This Low Carb Mixed Berry and Cream Cheese Coffee Cake is the perfect treat you need with a nice cup of tea. Creamy, moist, fruity and with a nice crispy streusel topping it’s great for a summers evening or cozying up on a Sunday with a good book.
Preheat the oven to 350 F / 180 C / 160 fan and line the bottom of an 8 inch (20cm) round springform baking pan with parchment paper. Grease the sides and baking paper with butter.
Add the eggs to a large mixing bowl and whisk with an electric whisk for 1.5 minutes until superlight and fluffy.

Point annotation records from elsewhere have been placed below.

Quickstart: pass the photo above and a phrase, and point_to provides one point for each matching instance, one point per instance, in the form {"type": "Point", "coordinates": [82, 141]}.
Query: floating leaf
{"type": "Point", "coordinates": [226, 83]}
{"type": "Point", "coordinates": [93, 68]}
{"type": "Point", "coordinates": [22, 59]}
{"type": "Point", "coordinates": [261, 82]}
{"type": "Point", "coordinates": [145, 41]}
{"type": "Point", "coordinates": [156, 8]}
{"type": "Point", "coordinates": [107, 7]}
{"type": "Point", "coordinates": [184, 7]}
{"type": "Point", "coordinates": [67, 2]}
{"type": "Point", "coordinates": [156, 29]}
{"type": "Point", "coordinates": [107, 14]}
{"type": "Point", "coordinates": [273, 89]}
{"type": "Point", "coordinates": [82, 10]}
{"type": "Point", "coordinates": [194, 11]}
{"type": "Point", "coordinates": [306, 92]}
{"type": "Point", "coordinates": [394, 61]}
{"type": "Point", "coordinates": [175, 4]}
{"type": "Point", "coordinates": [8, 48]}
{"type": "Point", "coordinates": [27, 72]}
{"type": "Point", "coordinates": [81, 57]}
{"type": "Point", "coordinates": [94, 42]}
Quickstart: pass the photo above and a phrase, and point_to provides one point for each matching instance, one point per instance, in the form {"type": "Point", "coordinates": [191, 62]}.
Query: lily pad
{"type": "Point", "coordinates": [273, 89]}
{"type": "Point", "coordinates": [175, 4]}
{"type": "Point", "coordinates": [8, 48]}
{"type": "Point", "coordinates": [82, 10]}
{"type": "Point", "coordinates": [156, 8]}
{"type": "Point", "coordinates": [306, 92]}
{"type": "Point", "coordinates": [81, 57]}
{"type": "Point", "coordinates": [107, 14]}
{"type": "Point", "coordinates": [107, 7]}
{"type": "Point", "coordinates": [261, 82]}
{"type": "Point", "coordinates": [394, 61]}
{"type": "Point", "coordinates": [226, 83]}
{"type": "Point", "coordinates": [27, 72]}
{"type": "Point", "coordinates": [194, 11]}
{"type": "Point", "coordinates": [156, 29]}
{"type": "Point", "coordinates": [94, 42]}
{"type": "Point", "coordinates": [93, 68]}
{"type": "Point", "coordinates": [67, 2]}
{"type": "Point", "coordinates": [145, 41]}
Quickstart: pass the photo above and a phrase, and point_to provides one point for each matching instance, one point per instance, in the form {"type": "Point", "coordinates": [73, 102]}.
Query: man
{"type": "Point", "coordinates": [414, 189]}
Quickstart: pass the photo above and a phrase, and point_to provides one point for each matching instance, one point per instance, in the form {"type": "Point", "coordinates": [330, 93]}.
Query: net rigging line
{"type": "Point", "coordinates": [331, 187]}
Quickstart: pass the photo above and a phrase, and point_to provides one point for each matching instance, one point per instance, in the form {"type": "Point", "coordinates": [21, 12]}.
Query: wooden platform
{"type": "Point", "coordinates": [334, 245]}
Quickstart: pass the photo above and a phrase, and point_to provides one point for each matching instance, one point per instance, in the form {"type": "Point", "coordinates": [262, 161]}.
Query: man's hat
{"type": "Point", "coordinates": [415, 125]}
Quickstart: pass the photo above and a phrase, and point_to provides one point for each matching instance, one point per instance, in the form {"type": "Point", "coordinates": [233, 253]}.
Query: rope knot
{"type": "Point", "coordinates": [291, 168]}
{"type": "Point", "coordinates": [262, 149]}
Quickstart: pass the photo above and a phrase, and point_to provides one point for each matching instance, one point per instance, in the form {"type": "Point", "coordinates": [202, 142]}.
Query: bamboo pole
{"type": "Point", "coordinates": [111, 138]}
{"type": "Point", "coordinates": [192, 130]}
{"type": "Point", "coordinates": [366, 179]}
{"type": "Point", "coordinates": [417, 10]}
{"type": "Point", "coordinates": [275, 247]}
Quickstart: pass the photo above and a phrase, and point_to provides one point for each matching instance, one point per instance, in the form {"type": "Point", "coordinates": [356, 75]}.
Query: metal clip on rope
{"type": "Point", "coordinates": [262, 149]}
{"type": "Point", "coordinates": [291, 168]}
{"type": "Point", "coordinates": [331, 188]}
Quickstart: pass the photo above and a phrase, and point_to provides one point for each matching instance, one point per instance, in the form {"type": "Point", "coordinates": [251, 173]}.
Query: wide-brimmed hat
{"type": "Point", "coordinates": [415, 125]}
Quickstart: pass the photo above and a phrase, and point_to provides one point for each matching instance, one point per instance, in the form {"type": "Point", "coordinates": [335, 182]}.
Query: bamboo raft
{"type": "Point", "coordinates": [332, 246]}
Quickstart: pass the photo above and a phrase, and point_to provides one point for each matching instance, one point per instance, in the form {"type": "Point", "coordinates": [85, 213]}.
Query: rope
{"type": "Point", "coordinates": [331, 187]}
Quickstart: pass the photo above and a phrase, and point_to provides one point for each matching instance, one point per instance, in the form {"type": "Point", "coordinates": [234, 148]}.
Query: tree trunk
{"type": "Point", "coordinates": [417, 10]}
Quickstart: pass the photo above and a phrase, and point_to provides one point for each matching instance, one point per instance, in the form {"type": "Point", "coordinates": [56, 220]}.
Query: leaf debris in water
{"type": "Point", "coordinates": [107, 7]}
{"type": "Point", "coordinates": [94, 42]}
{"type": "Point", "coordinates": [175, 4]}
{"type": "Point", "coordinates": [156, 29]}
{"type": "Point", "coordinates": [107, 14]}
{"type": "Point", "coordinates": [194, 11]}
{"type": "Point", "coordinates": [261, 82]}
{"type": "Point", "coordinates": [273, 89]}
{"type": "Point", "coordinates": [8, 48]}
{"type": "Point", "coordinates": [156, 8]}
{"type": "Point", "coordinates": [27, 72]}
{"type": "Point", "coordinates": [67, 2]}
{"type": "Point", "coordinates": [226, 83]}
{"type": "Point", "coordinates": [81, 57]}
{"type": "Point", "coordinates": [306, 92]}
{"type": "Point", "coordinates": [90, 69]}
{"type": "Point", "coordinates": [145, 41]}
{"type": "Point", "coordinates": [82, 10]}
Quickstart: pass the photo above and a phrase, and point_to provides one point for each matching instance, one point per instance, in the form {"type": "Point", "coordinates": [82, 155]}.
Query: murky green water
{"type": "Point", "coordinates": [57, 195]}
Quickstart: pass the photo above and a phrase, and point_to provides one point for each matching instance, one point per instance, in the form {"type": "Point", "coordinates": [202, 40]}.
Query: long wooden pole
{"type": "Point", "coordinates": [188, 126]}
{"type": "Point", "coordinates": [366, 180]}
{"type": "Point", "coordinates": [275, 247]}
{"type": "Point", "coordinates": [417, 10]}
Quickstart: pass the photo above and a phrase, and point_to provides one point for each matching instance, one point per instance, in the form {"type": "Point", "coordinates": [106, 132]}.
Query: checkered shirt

Add the melted butter, yogurt, almond milk, vanilla extract and Swerve. Whisk until combined.
Mix the almond flour, coconut flour and baking powder in a clean bowl. Add the dry to the wet ingredients and blend until combined. Don’t over beat.
STREUSEL
Mix all ingredients in a separate bowl using a spoon and press with your fingers into small clumps.
ASSEMBLY
Add the cake batter to your baking pan and level with a spatula. Spread or dollop the cream cheese on top leaving 1 inch rim at the edge. Top with berries in a single layer and then sprinkle over the streusel topping.
Bake for 60 - 70 minutes. Check after 40 minutes. If toothpick or skewer inserted in center is dry, it's done. If the top of the cake starts to brown, you can loosely cover with a sheet of tin foil, but don’t seal it.
Let the cake cool completely before releasing and removing the springform.
NOTE the cake will feel super soft once out the oven but it will firm up as it cools so try not to over bake.